David Torres, blog, escritor, literaturaTropezando con melones, David Torres  El primer melón me lo encontré en una playa andaluza, un día de verano. El último lo veo cada mañana al enfrentarme al espejo. ¿Qué me dirá ese tipo hoy? ¿Qué inesperados regalos, qué decepciones, qué frescas dentelladas me tendrá reservadas el día?
  Yo no lo sabía pero eso que mis manos agarraban con el ansia de un talonador de rugby era un melón. Es decir, una réplica más o menos ovoide de mi cabeza, la materialización fáctica de una idea en el mundo de los objetos reales.


Los azules serrallos de Estambul

Nueve, diez años después he vuelto a Estambul, la ciudad a caballo entre dos continentes, la ciudad enclaustrada por tres brazos de mar, la ciudad con los tres nombres más hermosos de la onomástica urbanita. Bizancio: columnas rotas, piedras viejas, recuerdos de una Grecia desorientada y perdida. Constantinopla: mosaicos, iglesias, oros, la capital del imperio romano de oriente que los turcos tomaron exactamente mil años después de la caída de Roma. Estambul: perfumes enloquecedores, mezquitas vertiginosas, palacios interminables, bosques de cúpulas, harenes, harenes, harenes.

Todo sigue igual, excepto el kebab, que ha empeorado notablemente (quizá haya muerto de éxito) y la moda antitabaco, que ha pasado de permitir fumar en los aviones a borrarlos de la boca de los actores en las películas que pasan por la televisión turca. Así, en Cadena perpetua, los pobres presos se quedaban sosteniendo en los labios un pedazo de niebla, el germen de una catarata o de un despredimiento de retina.

Pero para desprendimiento de retina basta con abrir los ojos. Estambul es una ciudad que te deja literalmente ciego de belleza. La plaza de Sultanahmet, con los dos monstruos enfrentados de Santa Sofía y la Mezquita Azul (una contra otra, como la heráldica más exacta del cristianismo y el islam) forma un espacio arquitectónico único en el mundo. La mole de Santa Sofía, con su secular piedra roja y su testuz meditabunda, se alza desafiante frente a la gracia incomparable de la Mezquita Azul, con los seis minaretes que en su momento se consideraron un desafío a La Meca.

El pulso de la vida ciudadana golpea las entrañas pululantes del Gran Bazar y las inmediaciones del puente Gálata, un tajo de metal entre las dos márgenes del Cuerno de Oro, mientras la ciudad se extiende a los lados en un derrumbe interminable de torres y cúpulas.

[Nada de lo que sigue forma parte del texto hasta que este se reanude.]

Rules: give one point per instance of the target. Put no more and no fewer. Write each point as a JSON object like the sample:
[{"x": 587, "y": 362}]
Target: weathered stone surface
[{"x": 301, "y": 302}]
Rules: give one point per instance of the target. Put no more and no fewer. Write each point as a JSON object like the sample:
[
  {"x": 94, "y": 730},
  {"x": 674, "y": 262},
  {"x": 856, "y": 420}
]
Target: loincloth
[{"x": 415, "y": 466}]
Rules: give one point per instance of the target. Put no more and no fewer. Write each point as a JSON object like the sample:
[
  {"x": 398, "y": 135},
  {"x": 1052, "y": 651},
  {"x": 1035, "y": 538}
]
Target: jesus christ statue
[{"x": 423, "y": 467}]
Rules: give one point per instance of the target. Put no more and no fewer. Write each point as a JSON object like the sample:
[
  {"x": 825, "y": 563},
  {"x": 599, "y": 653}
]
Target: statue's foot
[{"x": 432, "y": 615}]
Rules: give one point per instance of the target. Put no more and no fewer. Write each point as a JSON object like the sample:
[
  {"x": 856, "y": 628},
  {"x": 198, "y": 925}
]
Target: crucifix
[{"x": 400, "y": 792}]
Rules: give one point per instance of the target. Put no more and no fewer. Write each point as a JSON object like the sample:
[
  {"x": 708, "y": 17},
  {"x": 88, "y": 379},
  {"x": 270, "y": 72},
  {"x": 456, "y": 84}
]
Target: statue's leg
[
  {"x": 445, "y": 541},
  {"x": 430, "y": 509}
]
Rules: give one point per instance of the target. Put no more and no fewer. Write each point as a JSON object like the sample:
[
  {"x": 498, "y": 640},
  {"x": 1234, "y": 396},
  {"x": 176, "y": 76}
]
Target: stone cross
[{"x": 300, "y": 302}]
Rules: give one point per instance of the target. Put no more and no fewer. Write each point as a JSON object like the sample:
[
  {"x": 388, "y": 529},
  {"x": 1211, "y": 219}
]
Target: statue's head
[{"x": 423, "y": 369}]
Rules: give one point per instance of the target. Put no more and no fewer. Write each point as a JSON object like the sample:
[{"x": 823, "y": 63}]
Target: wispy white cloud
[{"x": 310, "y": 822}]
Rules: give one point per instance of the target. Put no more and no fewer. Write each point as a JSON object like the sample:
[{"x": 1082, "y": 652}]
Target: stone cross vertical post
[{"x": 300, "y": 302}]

Allí al lado, Yeni Cami, la Mezquita Nueva, al lado del Bazar de las Especies; atrás, Souleyimane Cami, la Mezquita de Solimán el Magnífico, con los minaretes en reparación cubiertos como en un juego de lego. Cuando uno cree que nada puede ser ya más hermoso, entonces los gritos de los muecines llamando a la oración rebotan por toda la ciudad de mezquita en mezquita.

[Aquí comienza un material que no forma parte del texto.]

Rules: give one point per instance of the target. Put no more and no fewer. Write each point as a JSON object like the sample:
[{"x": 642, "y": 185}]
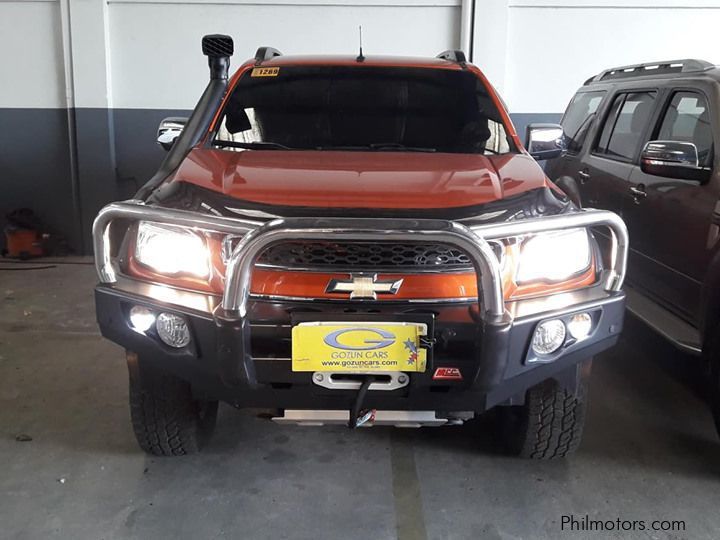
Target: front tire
[
  {"x": 167, "y": 420},
  {"x": 548, "y": 426}
]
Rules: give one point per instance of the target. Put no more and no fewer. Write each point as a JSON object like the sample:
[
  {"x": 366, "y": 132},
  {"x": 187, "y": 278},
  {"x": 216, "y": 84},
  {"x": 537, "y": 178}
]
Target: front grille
[{"x": 368, "y": 256}]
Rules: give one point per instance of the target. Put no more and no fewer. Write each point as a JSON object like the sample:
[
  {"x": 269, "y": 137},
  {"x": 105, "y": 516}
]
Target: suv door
[
  {"x": 669, "y": 219},
  {"x": 608, "y": 165},
  {"x": 577, "y": 122}
]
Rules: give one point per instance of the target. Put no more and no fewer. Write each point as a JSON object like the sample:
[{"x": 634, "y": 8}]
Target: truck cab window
[
  {"x": 687, "y": 119},
  {"x": 622, "y": 133},
  {"x": 579, "y": 117}
]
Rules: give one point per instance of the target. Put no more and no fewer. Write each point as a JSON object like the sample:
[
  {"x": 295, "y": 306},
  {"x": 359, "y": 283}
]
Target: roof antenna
[{"x": 360, "y": 57}]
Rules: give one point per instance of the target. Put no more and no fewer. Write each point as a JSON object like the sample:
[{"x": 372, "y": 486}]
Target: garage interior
[{"x": 81, "y": 105}]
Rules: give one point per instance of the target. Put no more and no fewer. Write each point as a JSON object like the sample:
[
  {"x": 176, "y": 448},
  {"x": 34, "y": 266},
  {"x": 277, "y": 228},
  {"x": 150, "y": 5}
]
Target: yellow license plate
[{"x": 357, "y": 347}]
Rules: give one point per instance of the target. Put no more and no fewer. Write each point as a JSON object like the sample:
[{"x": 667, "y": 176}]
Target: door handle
[{"x": 638, "y": 193}]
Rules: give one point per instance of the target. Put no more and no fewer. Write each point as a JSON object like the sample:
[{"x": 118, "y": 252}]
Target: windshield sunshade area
[{"x": 362, "y": 109}]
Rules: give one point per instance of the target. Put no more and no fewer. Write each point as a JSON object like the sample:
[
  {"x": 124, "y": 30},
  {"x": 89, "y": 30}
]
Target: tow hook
[{"x": 359, "y": 416}]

Pero el lugar que más me impresiona de Estambul, y quizá del mundo, es una fortaleza cerca de Anadolu Kavagi, el último pueblecito turco en la orilla asiática del Bósforo. Subiendo hasta lo alto de las derruidas murallas, el viajero contempla el lugar soñado alguna vez por todos los marinos: el útero donde agoniza el mar, la entrada al Mar Negro. Tuvimos suerte y un día despejado nos permitió casi adivinar la fina línea de la curvatura terrestre, con un petrolero internándose en la inmensidad azul más allá de la cual se extienden Bulgaria, Rumania, Ucrania y Rusia en un inimaginable tapiz de alfombras. Si el mar es la mejor metáfora del morir, según el imaginario medieval, no hay nada comparable a esta serenidad donde el mar, con desolada resignación, muere.